In this case, the driver can provide driver-specific aliases that applications can use, say PostgresqlStatementExecuteQuery or FlightSqlStatementExecuteQuery. Then, the application can link both drivers, ignore the Adbc… functions (and ignore the technical violation of the One Definition Rule there), and use the aliases instead.

To get around the One Definition Rule, we can provide aliases of the ADBC APIs instead.

This is rather inconvenient for the application, though. Additionally, this sort of defeats the point of using ADBC, since now the application has a separate API for each driver, even if they’re technically all clones of the same API. And this doesn’t solve the problem for applications that want to load drivers dynamically.
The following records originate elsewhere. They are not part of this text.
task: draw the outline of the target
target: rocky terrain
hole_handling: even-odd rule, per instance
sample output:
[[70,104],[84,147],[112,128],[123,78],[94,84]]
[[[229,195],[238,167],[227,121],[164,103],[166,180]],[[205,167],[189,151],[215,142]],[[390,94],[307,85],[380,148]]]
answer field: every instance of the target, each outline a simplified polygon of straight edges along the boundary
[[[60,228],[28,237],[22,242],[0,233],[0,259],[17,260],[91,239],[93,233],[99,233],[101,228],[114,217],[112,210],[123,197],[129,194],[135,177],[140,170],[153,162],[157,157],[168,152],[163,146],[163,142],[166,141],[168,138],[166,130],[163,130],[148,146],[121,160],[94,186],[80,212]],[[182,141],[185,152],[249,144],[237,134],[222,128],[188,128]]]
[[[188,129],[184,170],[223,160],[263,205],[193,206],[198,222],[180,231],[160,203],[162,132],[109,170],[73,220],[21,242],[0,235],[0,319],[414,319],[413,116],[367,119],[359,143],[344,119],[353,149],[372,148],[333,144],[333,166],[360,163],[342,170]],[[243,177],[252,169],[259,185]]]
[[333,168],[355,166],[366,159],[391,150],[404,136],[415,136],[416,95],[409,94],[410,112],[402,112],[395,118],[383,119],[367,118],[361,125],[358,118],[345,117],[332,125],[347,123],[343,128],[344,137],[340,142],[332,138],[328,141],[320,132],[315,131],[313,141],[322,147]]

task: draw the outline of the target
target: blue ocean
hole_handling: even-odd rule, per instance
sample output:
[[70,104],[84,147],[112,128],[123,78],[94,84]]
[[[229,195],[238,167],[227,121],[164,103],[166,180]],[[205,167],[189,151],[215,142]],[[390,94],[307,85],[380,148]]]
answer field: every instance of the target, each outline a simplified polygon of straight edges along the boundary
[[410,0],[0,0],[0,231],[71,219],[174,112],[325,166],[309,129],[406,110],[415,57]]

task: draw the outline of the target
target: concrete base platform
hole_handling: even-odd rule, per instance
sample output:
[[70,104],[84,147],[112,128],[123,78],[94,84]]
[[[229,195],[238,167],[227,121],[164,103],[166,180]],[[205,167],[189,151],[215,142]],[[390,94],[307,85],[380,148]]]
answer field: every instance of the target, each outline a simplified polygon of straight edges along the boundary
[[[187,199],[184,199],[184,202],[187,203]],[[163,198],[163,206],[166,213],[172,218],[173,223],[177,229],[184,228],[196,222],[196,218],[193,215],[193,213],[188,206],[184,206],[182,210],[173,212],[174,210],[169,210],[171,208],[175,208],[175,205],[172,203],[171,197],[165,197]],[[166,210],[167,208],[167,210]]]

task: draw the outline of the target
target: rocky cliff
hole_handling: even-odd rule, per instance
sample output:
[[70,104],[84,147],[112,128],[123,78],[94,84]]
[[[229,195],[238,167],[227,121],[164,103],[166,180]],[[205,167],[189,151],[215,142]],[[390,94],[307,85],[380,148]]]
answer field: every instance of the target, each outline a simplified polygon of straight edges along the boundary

For example, a Python script would want to load the driver at runtime. In that case, it would need to know which functions from the driver correspond to which functions in the ADBC API definitions, without having to hardcode this knowledge.

ADBC anticipated this, and defined AdbcDriver. This is just a table of function pointers with one entry per ADBC function. That way, an application can dynamically load a driver and call an entrypoint function that returns this table of function pointers. (It does have to hardcode or guess the name of the entrypoint; the ADBC spec lists a set of names it can try, based on the name of the driver library itself.)

The application first loads a table of function pointers from the driver.

Then, it can use the driver by calling functions in that table:

The application uses the table to call driver functions. This approach scales to multiple drivers.

Of course, calling all functions by jumping through a giant table of function pointers is inconvenient. So ADBC provides the “driver manager”, a library that _pretends_ to be a simple driver and implements all the ADBC functions. Internally, it loads drivers dynamically, requests the tables of function pointers, and keeps track of which connections are using which drivers. The application only needs to call the standard ADBC functions, just like in the simplest case we started out with:

The application uses driver manager to “feel like” it’s just using a single driver. The driver manager handles the details behind the scenes.

So to recap, a driver should implement these three things:

1. An implementation of each ADBC function,

2. A thin wrapper around each implementation function that exports the ADBC name for each function, and

3. An entrypoint function that returns a AdbcDriver table, containing the functions from (1).

Then, an application has these choices of ways to use a driver:

• Link the driver directly and call Adbc… functions (only in the simplest cases) using (2) above,

• Link the driver directly/dynamically, load the AdbcDriver via (3) above, and call ADBC functions through function pointers (generally not recommended),

• Link the ADBC driver manager, call Adbc… functions, and let the driver manager deal with (3) above (what most applications will want to do).

In other words, it’s usually easiest to just always use the driver manager. But the magic it pulls isn’t required or all that complex.

Note

You may ask: when we have AdbcDriver, why do we bother defining both AdbcStatementExecuteQuery and SqliteStatementExecuteQuery (i.e., why do both (1) and (2) above)? Can’t we just define the Adbc… version, and put it into the function table when requested?

Here, implementation constraints come in. At runtime, when the driver looks up the address of (say) AdbcStatementExecuteQuery to put it into the table, the dynamic linker will come into play to figure out where this function is. Unfortunately, it will probably find it in the driver manager. This is a problem, since then the driver manager will end up in an infinite loop when it goes to call the “driver’s” version of the function!

By having a seemingly redundant copy of the function, we can then hide the “real implementation” from the dynamic linker and avoid this behavior.

The driver manager could try to solve this by loading the drivers with RTLD_DEEPBIND. This, however, is not portable, and causes problems if we also want to use things like AddressSanitizer during development. The driver could also build with flags like -Bsymbolic-functions.